All this time the client was told by these respected professionals, "sorry, it's a sandbox thing."
But the truth was that my clients' website had been severely penalized because it contained more then 2,000 bad internal links (seriously - 2,000 404 errors) and had broken site navigation, malfunctioning JavaScripts, and chimpanzee SEO work. The fact that their SEO company had mirrored my clients' website three times in a black-hat effort to get better visibility was nothing short of shameful (and, it backfired miserably, too.)
When I rebuilt their website, demolished the mirrored domains, cleaned up all 404 errors, added some new content and relaunched it an "impossible" thing happened. The website completely recovered in less than two weeks and more than a year later remains on page one of Google for numerous keyword phrases.
Not only were search engines forgiving when the bad stuff was fixed (the site had been completely banned for multiple domain mirroring) but it was indexed quickly, and once robots could crawl and digest the site, it made it into the top ten across all four search engines -- in less than 72 hours.
My point is not how rockin' my web skills are. My point is that when a site fails it is almost always attributable to some human failing, not search engine robots blind hatred of all new websites.
If you build it, Google will come
Chances are that not long after you launched your new website Google robots did visit it within hours to days - not months. Robots are curious and do nothing but seek out new information and process it.
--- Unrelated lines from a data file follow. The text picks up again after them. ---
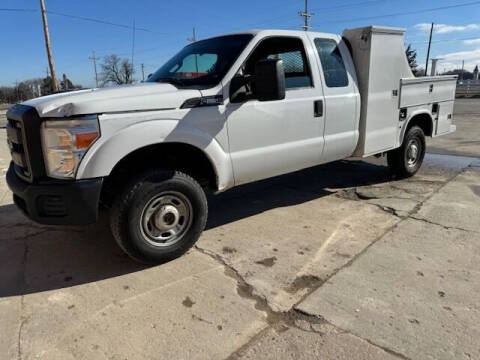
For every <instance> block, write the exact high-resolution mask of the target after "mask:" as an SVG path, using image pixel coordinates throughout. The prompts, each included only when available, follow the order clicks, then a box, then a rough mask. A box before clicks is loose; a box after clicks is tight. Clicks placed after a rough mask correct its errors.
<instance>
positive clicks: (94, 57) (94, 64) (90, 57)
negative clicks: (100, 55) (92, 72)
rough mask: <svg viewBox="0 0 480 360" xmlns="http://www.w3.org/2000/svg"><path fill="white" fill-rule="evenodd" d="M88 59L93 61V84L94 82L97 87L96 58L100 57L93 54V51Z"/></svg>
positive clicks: (96, 70)
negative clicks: (94, 72) (94, 77)
mask: <svg viewBox="0 0 480 360" xmlns="http://www.w3.org/2000/svg"><path fill="white" fill-rule="evenodd" d="M89 59H90V60H92V61H93V70H94V71H95V84H96V87H97V88H98V73H97V60H100V58H97V57H96V56H95V51H94V52H93V56H90V57H89Z"/></svg>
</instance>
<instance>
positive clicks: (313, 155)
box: [226, 36, 324, 185]
mask: <svg viewBox="0 0 480 360" xmlns="http://www.w3.org/2000/svg"><path fill="white" fill-rule="evenodd" d="M305 44H307V45H308V38H307V37H306V36H298V37H293V36H292V37H285V36H281V37H277V36H273V37H267V38H264V39H261V40H259V42H258V44H257V46H256V47H255V48H254V49H253V50H252V53H251V54H250V55H249V56H248V57H247V60H246V62H245V63H244V64H243V65H242V67H241V68H240V69H239V72H238V74H242V75H253V71H254V68H255V64H256V63H257V62H258V61H260V60H263V59H281V60H283V63H284V68H285V77H286V98H285V99H284V100H279V101H263V102H261V101H258V100H255V99H248V98H247V99H243V100H239V101H238V102H237V101H236V100H235V99H232V101H230V102H229V103H228V104H227V105H226V112H227V126H228V134H229V146H230V154H231V159H232V164H233V170H234V176H235V183H236V185H238V184H242V183H247V182H251V181H255V180H260V179H263V178H268V177H271V176H275V175H280V174H284V173H288V172H292V171H296V170H299V169H303V168H306V167H310V166H314V165H316V164H319V163H320V161H321V156H322V151H323V129H324V117H323V101H324V99H323V92H322V87H321V84H320V81H319V73H318V69H317V68H316V67H315V66H312V65H315V62H314V61H315V58H314V53H313V51H312V49H311V47H310V46H307V47H305ZM306 49H308V50H309V51H308V52H307V51H306Z"/></svg>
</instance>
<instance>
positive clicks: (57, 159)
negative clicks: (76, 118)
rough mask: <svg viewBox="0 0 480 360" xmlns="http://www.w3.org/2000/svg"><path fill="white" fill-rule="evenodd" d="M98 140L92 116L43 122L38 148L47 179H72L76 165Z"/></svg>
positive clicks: (99, 134) (97, 126)
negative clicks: (95, 141)
mask: <svg viewBox="0 0 480 360" xmlns="http://www.w3.org/2000/svg"><path fill="white" fill-rule="evenodd" d="M99 137H100V130H99V126H98V117H97V116H96V115H95V116H86V117H83V118H78V119H75V120H47V121H45V122H43V123H42V145H43V155H44V158H45V165H46V167H47V173H48V176H51V177H54V178H60V179H63V178H74V177H75V173H76V172H77V168H78V164H80V161H81V160H82V158H83V156H84V155H85V153H86V152H87V150H88V149H89V148H90V146H91V145H92V144H93V143H94V142H95V140H97V139H98V138H99Z"/></svg>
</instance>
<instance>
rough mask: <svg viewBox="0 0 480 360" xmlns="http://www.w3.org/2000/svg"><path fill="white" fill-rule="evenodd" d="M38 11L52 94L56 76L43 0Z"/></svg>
mask: <svg viewBox="0 0 480 360" xmlns="http://www.w3.org/2000/svg"><path fill="white" fill-rule="evenodd" d="M40 9H41V10H42V20H43V33H44V36H45V46H46V48H47V58H48V64H49V66H50V73H51V74H52V77H51V78H52V90H53V92H57V91H58V83H57V74H56V73H55V65H54V63H53V55H52V48H51V45H50V33H49V31H48V21H47V14H46V10H45V2H44V0H40Z"/></svg>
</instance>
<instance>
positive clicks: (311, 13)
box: [298, 0, 315, 31]
mask: <svg viewBox="0 0 480 360" xmlns="http://www.w3.org/2000/svg"><path fill="white" fill-rule="evenodd" d="M298 15H300V16H301V17H303V18H304V20H305V23H304V25H302V29H303V30H305V31H308V30H310V29H311V28H312V27H311V26H310V25H309V24H308V22H309V21H310V19H311V18H312V16H314V15H315V14H314V13H309V12H308V0H305V11H303V12H302V11H300V12H299V13H298Z"/></svg>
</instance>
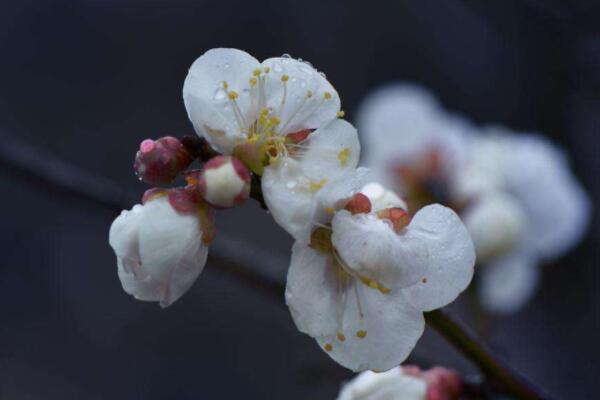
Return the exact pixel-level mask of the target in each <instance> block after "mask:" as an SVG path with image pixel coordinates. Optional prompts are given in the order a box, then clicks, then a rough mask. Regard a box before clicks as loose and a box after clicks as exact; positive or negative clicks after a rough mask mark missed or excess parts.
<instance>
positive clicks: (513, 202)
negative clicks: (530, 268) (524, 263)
mask: <svg viewBox="0 0 600 400" xmlns="http://www.w3.org/2000/svg"><path fill="white" fill-rule="evenodd" d="M461 216H462V219H463V221H464V223H465V225H466V227H467V229H468V230H469V233H470V234H471V238H472V239H473V243H474V244H475V251H476V253H477V260H478V261H479V262H486V261H489V260H490V259H493V258H494V257H496V256H498V255H499V254H503V253H506V252H507V251H511V249H512V248H513V246H515V245H517V244H519V243H520V242H521V241H522V240H523V237H524V236H525V228H526V225H527V224H528V218H527V215H526V214H525V212H524V210H523V209H522V208H521V205H520V203H519V201H518V200H517V199H515V198H514V197H513V196H511V195H510V194H508V193H505V192H499V191H494V192H491V193H489V194H485V195H483V196H479V197H478V198H477V199H476V200H475V201H474V202H472V203H471V204H470V205H469V206H468V207H467V208H466V209H465V210H464V211H463V212H462V214H461Z"/></svg>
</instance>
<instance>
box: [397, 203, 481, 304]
mask: <svg viewBox="0 0 600 400" xmlns="http://www.w3.org/2000/svg"><path fill="white" fill-rule="evenodd" d="M407 232H408V235H410V236H412V237H415V238H420V239H422V240H423V243H424V244H425V245H426V246H427V251H428V254H429V259H428V261H429V262H428V266H427V269H426V270H425V271H423V274H422V275H421V277H420V280H419V281H418V283H417V284H415V285H413V286H411V287H408V288H405V289H403V290H402V291H403V292H404V293H405V295H406V299H407V300H408V301H409V302H410V303H411V304H412V305H413V306H414V307H416V308H417V309H419V310H421V311H431V310H435V309H436V308H440V307H443V306H445V305H447V304H449V303H451V302H452V301H454V299H456V297H458V295H459V294H460V293H461V292H462V291H463V290H465V289H466V288H467V286H468V285H469V283H470V282H471V279H472V278H473V270H474V265H475V250H474V247H473V242H472V241H471V237H470V236H469V233H468V231H467V229H466V228H465V226H464V225H463V223H462V222H461V220H460V218H459V217H458V215H456V213H455V212H454V211H452V210H451V209H449V208H447V207H443V206H441V205H439V204H434V205H430V206H427V207H424V208H422V209H421V210H419V211H418V212H417V214H416V215H415V216H414V218H413V219H412V221H411V223H410V225H409V226H408V227H407Z"/></svg>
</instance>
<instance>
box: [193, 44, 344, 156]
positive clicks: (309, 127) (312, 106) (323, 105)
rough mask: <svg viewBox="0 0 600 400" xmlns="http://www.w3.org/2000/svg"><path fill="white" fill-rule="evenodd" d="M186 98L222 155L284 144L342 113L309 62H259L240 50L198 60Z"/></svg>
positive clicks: (293, 59) (213, 51) (217, 50)
mask: <svg viewBox="0 0 600 400" xmlns="http://www.w3.org/2000/svg"><path fill="white" fill-rule="evenodd" d="M183 99H184V102H185V107H186V109H187V112H188V116H189V118H190V120H191V121H192V124H193V125H194V128H195V129H196V132H197V133H198V134H199V135H202V136H204V137H205V138H206V139H207V140H208V141H209V142H210V143H211V145H212V146H213V147H214V148H215V149H217V150H219V151H220V152H222V153H223V154H231V153H232V152H233V151H234V148H235V147H236V146H239V145H242V144H244V143H246V142H248V141H254V142H256V141H258V142H261V143H260V144H261V145H263V144H267V142H269V143H270V144H272V145H273V146H274V147H278V146H281V145H282V144H283V139H284V138H285V135H287V134H290V133H295V132H299V131H302V130H305V129H316V128H319V127H321V126H323V125H325V124H326V123H328V122H330V121H331V120H333V119H335V118H336V117H337V114H338V112H339V111H340V99H339V97H338V95H337V93H336V91H335V89H334V88H333V86H331V84H330V83H329V82H328V81H327V79H325V76H324V75H322V74H320V73H319V72H318V71H317V70H315V69H314V68H313V67H312V66H311V65H310V64H309V63H307V62H305V61H299V60H294V59H292V58H290V57H275V58H269V59H267V60H265V61H263V62H262V63H261V62H259V61H258V60H256V59H255V58H254V57H252V56H251V55H249V54H248V53H246V52H244V51H241V50H237V49H212V50H209V51H207V52H206V53H204V54H203V55H202V56H200V57H199V58H198V59H197V60H196V61H194V63H193V64H192V66H191V67H190V70H189V72H188V75H187V77H186V79H185V83H184V85H183ZM262 142H265V143H262ZM262 150H267V149H262Z"/></svg>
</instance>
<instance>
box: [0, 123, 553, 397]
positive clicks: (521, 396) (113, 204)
mask: <svg viewBox="0 0 600 400" xmlns="http://www.w3.org/2000/svg"><path fill="white" fill-rule="evenodd" d="M0 164H2V165H3V166H4V167H5V168H7V169H10V170H12V171H13V172H15V173H16V174H18V175H22V176H23V177H25V178H26V179H29V180H31V181H32V182H34V183H37V184H41V185H43V186H45V187H46V188H48V189H52V190H53V191H59V192H62V193H65V194H69V195H72V196H75V197H77V198H80V199H85V200H87V201H91V202H93V203H95V204H98V205H101V206H103V207H105V208H107V209H110V210H113V211H115V212H119V211H120V210H122V209H125V208H130V206H131V204H132V203H133V202H134V201H135V200H134V199H135V197H136V196H134V195H132V194H131V193H129V192H128V191H124V190H122V188H121V187H120V186H118V185H116V184H114V183H113V182H111V181H109V180H107V179H105V178H103V177H100V176H97V175H95V174H93V173H90V172H89V171H85V170H84V169H82V168H79V167H77V166H74V165H71V164H69V163H67V162H65V161H63V160H61V159H59V158H57V157H55V156H53V155H51V154H48V153H47V152H45V151H43V150H40V149H36V148H35V147H33V146H30V145H27V144H24V143H22V142H20V141H18V140H16V139H15V138H14V137H12V136H10V135H6V134H5V133H1V132H0ZM261 196H262V194H261ZM210 259H211V261H212V262H213V263H214V264H217V265H218V266H219V268H220V270H222V271H224V272H226V273H227V274H229V275H231V276H234V277H236V278H237V279H238V280H239V281H241V282H243V283H244V284H245V285H247V286H250V287H253V288H256V289H259V290H260V291H261V292H262V293H264V294H268V295H269V296H270V297H273V298H274V299H275V300H277V301H278V302H279V303H280V304H282V305H283V301H282V300H283V292H284V285H283V283H282V282H280V281H279V280H277V279H275V278H272V277H268V276H266V275H265V274H261V273H259V272H258V268H257V267H256V266H257V265H260V264H261V263H273V257H272V255H271V254H263V252H261V251H259V250H257V249H254V248H250V247H249V246H248V245H247V244H243V242H241V241H239V240H237V239H235V238H232V237H229V236H227V235H225V234H221V233H220V234H219V236H218V239H217V241H216V242H215V244H213V246H212V247H211V251H210ZM286 262H287V261H286ZM276 263H277V264H283V263H284V261H283V260H277V261H276ZM255 267H256V268H255ZM425 318H426V320H427V322H428V323H429V325H430V326H431V327H433V328H434V329H436V330H437V331H438V332H440V334H441V335H442V336H444V337H445V338H446V339H447V340H448V341H449V342H450V343H452V344H453V345H454V346H455V347H456V348H457V349H458V350H460V351H461V352H462V354H463V355H464V356H465V357H466V358H467V359H469V360H471V361H472V362H473V363H474V364H476V365H477V366H478V367H479V368H480V370H481V371H482V372H483V373H484V374H485V375H486V377H487V378H488V379H489V381H490V383H491V384H492V385H494V386H495V388H496V390H498V391H500V392H504V393H506V394H510V395H512V396H515V397H516V398H518V399H524V400H534V399H536V400H537V399H539V400H541V399H548V397H546V396H543V395H541V394H540V393H539V391H538V390H536V389H534V388H533V386H532V385H530V384H528V383H527V382H526V381H525V380H524V379H523V378H522V377H520V376H519V375H518V374H516V373H515V372H514V371H512V370H511V369H510V368H508V367H507V366H506V365H504V364H503V363H502V362H501V361H500V360H499V359H498V358H497V357H495V356H494V355H493V354H492V353H491V352H490V351H489V350H488V349H487V348H486V347H485V346H484V345H482V344H481V343H479V342H478V340H477V339H476V338H475V337H474V336H472V335H471V334H470V333H469V332H468V330H467V329H465V328H464V327H463V326H462V325H460V324H459V323H458V322H456V321H454V320H453V319H452V318H451V317H450V316H449V315H448V314H446V313H445V312H444V311H442V310H436V311H432V312H428V313H425Z"/></svg>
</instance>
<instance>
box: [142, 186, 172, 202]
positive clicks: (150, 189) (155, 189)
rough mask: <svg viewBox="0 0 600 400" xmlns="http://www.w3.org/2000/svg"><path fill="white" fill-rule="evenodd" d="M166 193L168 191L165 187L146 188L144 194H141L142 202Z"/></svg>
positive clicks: (166, 192)
mask: <svg viewBox="0 0 600 400" xmlns="http://www.w3.org/2000/svg"><path fill="white" fill-rule="evenodd" d="M168 194H169V191H168V190H166V189H161V188H152V189H148V190H146V191H145V192H144V195H143V196H142V204H146V203H147V202H149V201H152V200H154V199H157V198H159V197H162V196H166V195H168Z"/></svg>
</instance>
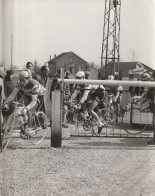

No SEO company owns bragging rights to simply getting a robot to visit your site because robots will attempt to crawl you site at least once without any prompting.. But a good SEO marketing company can help you by designing and optimizing your site so robots can crawl it, understand the information, and index it properly -- and come back for more information when you update your website.
If your website is not being indexed or has been indexed and is not showing up in search queries, chances are your site was not offering robots enough to get excited about when they first checked you out.
If your SEO company made you promises and has not delivered results, do not let them get away with blaming Google.